In the late ‘90s, Apple rapidly lost market share to Windows PC after the company launched Windows 95. Then in April 1997, Apple reported a first-quarter loss of $740 million, the largest quarterly loss In Silicon Valley history. Despite multiple new launches, the 2000 dot-com bust drove stock prices down further.

Through it all, Steve Jobs persevered. He remained laser-focused on innovation, with his vision to make Apple a “digital hub” close at hand. And in 2001, this vision became a reality when Apple launched iTunes and its iPod. These new technologies revolutionized how consumers listen to music.  

Apple market share PC Computer Industry

The iPod innovation ended up being instrumental in Apple’s success for three reasons.

  1. Within a decade Apple sold more than 250 million iPods. As a result, the company was able to rapidly expand into new global markets.
  2. The iPod was the first Apple product that many consumers used. While it was a premium product, it also fit into an affordable leisure spend, and its introduction opened up exploration to other products.
  3. The launch of iTunes and the iPod resulted in the start of an ecosystem. Without iTunes, there would be no iPod, and without the iPod, there would be no iPhone, and thereafter the iPad. It paved the way for more innovations and encouraged interlinkages, transferability, and a safe ecosystem to store music, data, movies, etc.
Apple took off in 2005 and captured 70% of the market share in the portable music player industry

After a few slower years, Apple took off in 2005 and captured 70% of the market share in the portable music player industry. The company continued to grow despite subsequent recessions and was dubbed “recession proof.”

Apple’s success is due to the company’s ability to innovate regardless of external circumstances, propel its vision forward, and continue to improve user experiences for customers around the world. The company transitioned from a struggling PC manufacturer to a software and hardware powerhouse. It’s the first company in history to be valued at $1 trillion dollars, owning a patent portfolio worth over $15 billion.
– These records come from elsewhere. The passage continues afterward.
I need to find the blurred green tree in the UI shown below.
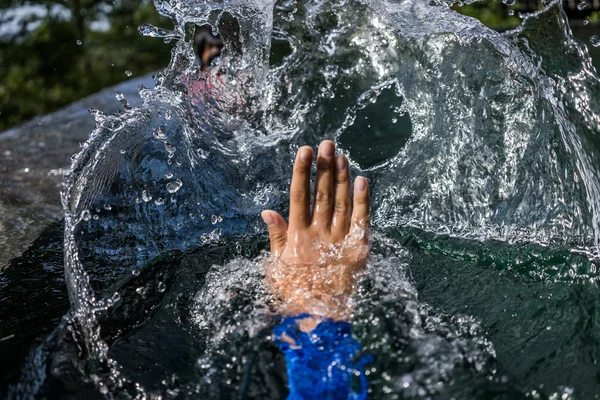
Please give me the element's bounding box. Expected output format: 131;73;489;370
0;0;172;131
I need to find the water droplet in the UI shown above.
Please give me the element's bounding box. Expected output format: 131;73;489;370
142;190;152;203
167;178;183;193
81;210;92;221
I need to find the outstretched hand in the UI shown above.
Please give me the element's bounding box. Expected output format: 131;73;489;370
261;140;370;320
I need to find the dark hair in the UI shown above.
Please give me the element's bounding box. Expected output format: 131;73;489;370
194;25;223;64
As Apple illustrates, ongoing innovation, especially during recession periods, is key to long-term success.

Conclusion

Economies adapt and move forward, they always have and always will. Staying strategic and innovative throughout allows you to increase your chances of short- and long-term success. Instead of panicking, focus on understanding how consumer preferences are changing and pain points are shifting, then innovate to solve them.